With the introduction of the new object and its infrastructure, update the
doc to reflect that and add a new graph.
Reviewed-by: Jason Gunthorpe <jgg@nvidia.com>
Reviewed-by: Kevin Tian <kevin.tian@intel.com>
Signed-off-by: Nicolin Chen <nicolinc@nvidia.com>
---
Documentation/userspace-api/iommufd.rst | 69 ++++++++++++++++++++++++-
1 file changed, 68 insertions(+), 1 deletion(-)
diff --git a/Documentation/userspace-api/iommufd.rst b/Documentation/userspace-api/iommufd.rst
index 2deba93bf159..a8b7766c2849 100644
--- a/Documentation/userspace-api/iommufd.rst
+++ b/Documentation/userspace-api/iommufd.rst
@@ -63,6 +63,37 @@ Following IOMMUFD objects are exposed to userspace:
space usually has mappings from guest-level I/O virtual addresses to guest-
level physical addresses.
+- IOMMUFD_OBJ_VIOMMU, representing a slice of the physical IOMMU instance,
+ passed to or shared with a VM. It may be some HW-accelerated virtualization
+ features and some SW resources used by the VM. For examples:
+ * Security namespace for guest owned ID, e.g. guest-controlled cache tags
+ * Non-device-affiliated event reporting, e.g. invalidation queue errors
+ * Access to a sharable nesting parent pagetable across physical IOMMUs
+ * Virtualization of various platforms IDs, e.g. RIDs and others
+ * Delivery of paravirtualized invalidation
+ * Direct assigned invalidation queues
+ * Direct assigned interrupts
+ Such a vIOMMU object generally has the access to a nesting parent pagetable
+ to support some HW-accelerated virtualization features. So, a vIOMMU object
+ must be created given a nesting parent HWPT_PAGING object, and then it would
+ encapsulate that HWPT_PAGING object.

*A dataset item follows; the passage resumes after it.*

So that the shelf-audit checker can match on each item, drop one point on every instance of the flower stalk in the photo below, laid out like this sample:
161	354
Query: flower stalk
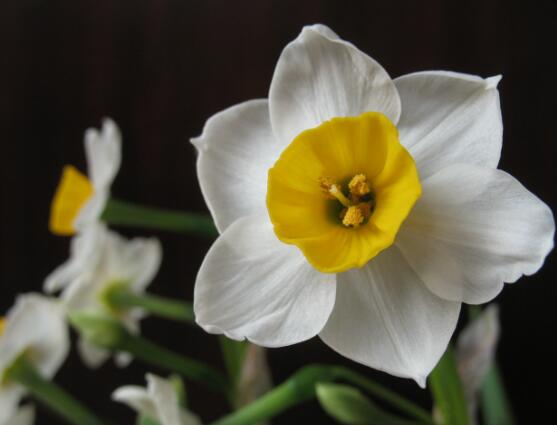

Therefore, a vIOMMU object can be used
+ to allocate an HWPT_NESTED object in place of the encapsulated HWPT_PAGING.
+
+ .. note::
+
+ The name "vIOMMU" isn't necessarily identical to a virtualized IOMMU in a
+ VM. A VM can have one giant virtualized IOMMU running on a machine having
+ multiple physical IOMMUs, in which case the VMM will dispatch the requests
+ or configurations from this single virtualized IOMMU instance to multiple
+ vIOMMU objects created for individual slices of different physical IOMMUs.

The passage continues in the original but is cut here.